L’appropriation de la gestion des conflits dans la commune de M’batto par l’autorité coutumière se perçoit à travers les rites d’appropriation de l’instance villageoise de régulation de conflits. Ces pratiques sociales constituent une ressource symbolique socialement partagée par les communautés vivant dans la commune de M’batto. En effet, l’écoute du plaignant/l’accusé en présence de leurs chefs de famille respectifs avant toute délivrance d’une potentielle convocation est un facteur d’apaisement des protagonistes. Ainsi, la chefferie exige la présence du chef de famille avant de délivrer une convocation à l’un de ses membres et/ou avant tout régler de conflits. Cela consiste à transposer le conflit au niveau famille, ôtant ainsi au conflit toute connotation individuelle. En outre, les comportements de non-agression physique ou verbal à observer entre les protagonistes ou/et entre les familles après la délivrance de la convocation est un facteur d’accoisement entre eux. Cela se fait à travers les notables qui prodiguent de sages conseils au plaignant ou des conduites à tenir. Il s’agit : de tout faire pour remettre la convocation à l’accusé et lui remettre la convocation main à main sans faire de palabre et en présence d’une personne. 

Ces recommandations sont faites par les notables afin d’éviter un probable affrontement entre le plaignant et l’accusé ou entre leurs différentes familles respectives. Cela a pour fonction de réunir les deux protagonistes au tribunal coutumier en vue d’une éventuelle réconciliation. La convocation adressée, les deux protagonistes attendent le jour du jugement. Ainsi, les participants à la séance de régulation sont : le chef du village ou de tribu (au cas où le jugement a lieu au siège de l’« Agniwié ») préside le « Klô », assisté par ses notables et ses porte-cannes. En plus de la chefferie, les participants du jugement sont : les protagonistes (plaignant et accusé), les différents membres de leurs familles, leurs amis ou leurs connaissances et les témoins. Une fois tous réunis, les débats sont introduits par un porte-canne « kpômanfoué ». Il invite les protagonistes à observer la discipline. Les assistants écoutent et donnent leur point de vue ou leur avis sur le problème débattu. Cette participation de tous les assistants présents de prendre la parole au cours des séances de régulation est une implication à tous les membres de la communauté à l’activité de régulation.

En outre, les rites de réconciliation à la fin de chaque séance de régulation sont un facteur d’intégration sociale des membres des communautés. En effet, une fois que le conseil des notables a rendu sa décision, les deux parties sont amenées à donner un certain nombre d’éléments (approuve ou désapprouve le verdict rendu) qui s’inscrivent dans la dynamique de résolution de conflit. Ces éléments sont fonction du déroulement du jugement ou de l’appréciation du collège des notables.

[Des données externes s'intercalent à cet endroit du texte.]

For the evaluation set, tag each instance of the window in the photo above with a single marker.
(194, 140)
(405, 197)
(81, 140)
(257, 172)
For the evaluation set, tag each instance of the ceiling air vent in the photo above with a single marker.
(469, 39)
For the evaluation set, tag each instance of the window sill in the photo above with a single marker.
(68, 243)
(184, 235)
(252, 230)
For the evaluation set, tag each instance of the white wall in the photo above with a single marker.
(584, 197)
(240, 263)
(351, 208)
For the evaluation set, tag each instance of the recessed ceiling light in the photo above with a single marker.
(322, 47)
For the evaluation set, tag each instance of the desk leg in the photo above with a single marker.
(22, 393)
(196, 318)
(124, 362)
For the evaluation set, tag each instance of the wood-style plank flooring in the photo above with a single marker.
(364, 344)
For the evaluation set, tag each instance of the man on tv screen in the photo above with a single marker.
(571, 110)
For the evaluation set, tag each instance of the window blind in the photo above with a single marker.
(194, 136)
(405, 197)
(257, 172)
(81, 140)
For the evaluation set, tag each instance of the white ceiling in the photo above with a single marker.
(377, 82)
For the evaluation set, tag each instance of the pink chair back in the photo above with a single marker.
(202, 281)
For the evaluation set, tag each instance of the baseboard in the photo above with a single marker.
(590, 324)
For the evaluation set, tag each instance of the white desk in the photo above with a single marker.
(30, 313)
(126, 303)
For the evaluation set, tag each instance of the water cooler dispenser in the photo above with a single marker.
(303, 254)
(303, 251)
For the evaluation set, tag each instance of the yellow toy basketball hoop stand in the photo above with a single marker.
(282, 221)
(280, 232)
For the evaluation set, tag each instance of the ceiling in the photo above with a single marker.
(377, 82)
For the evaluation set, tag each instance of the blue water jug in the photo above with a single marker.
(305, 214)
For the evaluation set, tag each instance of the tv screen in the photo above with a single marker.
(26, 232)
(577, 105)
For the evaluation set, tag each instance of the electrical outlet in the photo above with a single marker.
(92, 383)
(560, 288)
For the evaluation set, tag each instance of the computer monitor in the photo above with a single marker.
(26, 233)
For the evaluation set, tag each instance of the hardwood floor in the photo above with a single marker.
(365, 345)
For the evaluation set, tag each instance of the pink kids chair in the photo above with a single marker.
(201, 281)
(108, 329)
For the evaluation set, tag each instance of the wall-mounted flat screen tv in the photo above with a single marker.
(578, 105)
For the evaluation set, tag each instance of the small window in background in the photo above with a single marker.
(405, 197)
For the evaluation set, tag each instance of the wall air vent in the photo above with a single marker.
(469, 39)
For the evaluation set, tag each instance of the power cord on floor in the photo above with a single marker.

Après cela, une amende est fixée par le collège de notables et il est conseillé au perdant de demander pardon pour revoir cette amende à la baisse. Le règlement prend fin par une obligation faite aux deux parties de se serrer la main. Ce geste est un signe d’accord qui signifie que le malentendu est « dissipé ». La partie perdante doit payer une amende qui est fonction du problème débattu. Cette amende est fixée par le collège des notables et elle est obligatoire pour valider le jugement. Pour les autorités coutumières, celui qui n’est pas satisfait du verdict, peut solliciter d’autres instances de régulation. Il est libre de ses choix et personne ne peut l’empêcher dans son entreprise. Toutefois, il est prévu des sanctions pour ces catégories d’acteurs car ils sont en déphasage avec les règles et les normes sociales de la communauté de référence.

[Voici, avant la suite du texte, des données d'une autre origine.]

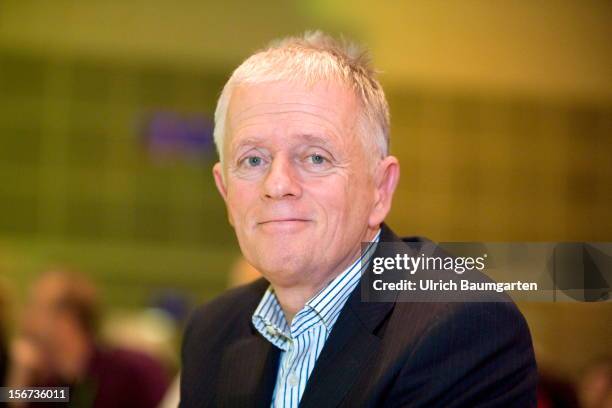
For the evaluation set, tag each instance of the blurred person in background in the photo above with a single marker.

Pour finir, les règlements à l’amiable constituent un facteur de restitution et/ou réparation partielle ou totale des dommages causés, favorables à la mobilisation de l’instance villageoise de régulation de conflits. Pour les membres des communautés ce type de règlement leurs permet d’éviter des dépenses et d’économiser du temps. Car, selon eux, les séances à la justice sont longues et nécessitent des déplacements à chaque fois que le juge vous convoque. Alors qu’à l’instance villageoise de régulation de conflits une solution instantanée est trouvée au problème posé. Et, cela ne nécessite aucun déplacement, ni d’argent, ni perte de temps, ni abandon de ses travaux ou de ses affaires. Ce gain n’est pas uniquement pécuniaire, matériel et temporel. Il y a aussi un gain de réconciliation, de cohésion sociale entre les différentes familles et entre les différentes communautés. Car, l’accusé présente publiquement ses excuses au plaignant. C’est cet effort de réconciliation et de cohésion sociale prôné par l’instance villageoise de régulation de conflits, qui motive les membres des villages à s’y référer.

  1. Conception de l’instance de régulation étatique de conflits comme un « déshonneur »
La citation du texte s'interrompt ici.